SQL: optimisation of complex query


#1

Our project needs to perform a embedded query looking for moving objects in spatio-temporal space. For example, we wrote a SQL in below that objects moving from ‘hotel’ to ‘school’ and then to ‘bank’. Is there any way to optimise the statement because it needs much time to get results? Thanks in advance.

with round2 as (with round as (with hotel as (SELECT pid, lat, lng FROM poi WHERE type = ‘hotel’)

SELECT distinct r1.tid, r1.lat, r1.lng, r1.dtime FROM wtaxi_full r1, hotel h1

WHERE r1.lat < h1.lat+0.01 AND r1.lat > h1.lat-0.01 AND r1.lng < h1.lng+0.01 AND r1.lng > h1.lng-0.01

AND DATEDIFF(‘SECOND’, r1.dtime, TIMESTAMP’2008-03-06 10:21:22’) < 0 AND DATEDIFF(‘SECOND’, r1.dtime, TIMESTAMP’2008-03-06 12:21:22’) > 0)

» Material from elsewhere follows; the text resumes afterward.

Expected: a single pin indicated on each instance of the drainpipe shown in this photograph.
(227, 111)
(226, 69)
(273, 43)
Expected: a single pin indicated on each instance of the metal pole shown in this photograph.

(with school as (SELECT pid, lat, lng FROM sigpoi WHERE type = ‘school’)

SELECT distinct t.tid, t.lat, t.lng, t.dtime FROM round t, school s

WHERE t.lat < s.lat+0.01 AND t.lat > s.lat-0.01 AND t.lng < s.lng+0.01 AND t.lng > s.lng-0.01 ))

(with bank as (SELECT pid, lat, lng FROM sigpoi WHERE type = ‘bank’)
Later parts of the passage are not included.